The 54-year-old Samoura, whose full names are Fatma Samba Diouf Samoura, spent 21 years working for the United Nations and will assume duties at the world football governing body in June.
FIFA President Gianni Infantino said that it was essential that FIFA incorporates fresh perspectives as the body continues to restore and rebuild the organisation.
He commended her by saying that she has a proven ability to build and lead teams, and improve the way organisations perform.
“Importantly for FIFA, she also understands that transparency and accountability are at the heart of any well-run and responsible organisation.’’ The FIFA President said.
Samoura’s appointment, announced at FIFA’s congress in Mexico City, completes a new-look to an organisation which has been dogged by corruption allegations under Valcke and previous president Sepp Blatter.
After his appointment in February, Infantino had said he would “work tirelessly to bring football back to FIFA and FIFA back to football’’.
Samoura, will undergo an eligibility check before her role is ratified, currently works for the UN in Nigeria, and speaks four languages.

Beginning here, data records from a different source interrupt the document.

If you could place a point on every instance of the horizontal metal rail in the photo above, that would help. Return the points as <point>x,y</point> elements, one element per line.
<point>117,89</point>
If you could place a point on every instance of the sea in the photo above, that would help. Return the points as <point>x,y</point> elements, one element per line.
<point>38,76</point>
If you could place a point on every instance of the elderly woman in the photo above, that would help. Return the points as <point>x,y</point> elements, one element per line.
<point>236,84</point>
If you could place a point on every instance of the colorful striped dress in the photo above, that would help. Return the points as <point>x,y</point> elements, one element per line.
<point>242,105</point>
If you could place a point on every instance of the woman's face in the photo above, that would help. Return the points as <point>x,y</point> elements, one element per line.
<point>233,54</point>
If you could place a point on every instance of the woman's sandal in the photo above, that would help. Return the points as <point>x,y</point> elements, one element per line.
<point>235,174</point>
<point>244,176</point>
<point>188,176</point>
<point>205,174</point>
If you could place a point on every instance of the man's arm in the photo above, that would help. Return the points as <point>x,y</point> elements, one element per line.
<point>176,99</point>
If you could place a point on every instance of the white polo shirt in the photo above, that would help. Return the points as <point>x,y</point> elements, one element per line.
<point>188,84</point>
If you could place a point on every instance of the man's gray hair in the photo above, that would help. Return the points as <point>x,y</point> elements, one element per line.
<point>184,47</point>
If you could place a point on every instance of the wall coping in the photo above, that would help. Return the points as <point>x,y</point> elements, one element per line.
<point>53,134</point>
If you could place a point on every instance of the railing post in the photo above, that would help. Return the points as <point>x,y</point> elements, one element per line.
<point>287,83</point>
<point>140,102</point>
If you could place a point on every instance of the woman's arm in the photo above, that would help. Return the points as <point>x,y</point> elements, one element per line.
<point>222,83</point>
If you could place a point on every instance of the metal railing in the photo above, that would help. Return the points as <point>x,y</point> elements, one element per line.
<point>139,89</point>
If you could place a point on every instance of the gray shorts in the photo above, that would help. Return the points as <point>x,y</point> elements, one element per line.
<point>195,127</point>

She started her UN career as a senior logistics officer with the World Food Programme in Rome in 1995.
Samoura has since served as country representative or director in six African countries, including Nigeria.
At the congress, she said that it was a wonderful day for her and that she was honoured to take on the role as the governing body’s Secretary-General.
“This role is a perfect fit for my skills and experience — strategic, high-impact team building in international settings — which I will use to help grow the game of football all over the world.”She said.
Samoura also said that she was looking forward to bringing her experience in governance and compliance to bear on the important reform work that is already underway at FIFA.
“FIFA is taking a fresh approach to its work — and I am eager to play a role in making that approach as effective and lasting as possible.’’ She added.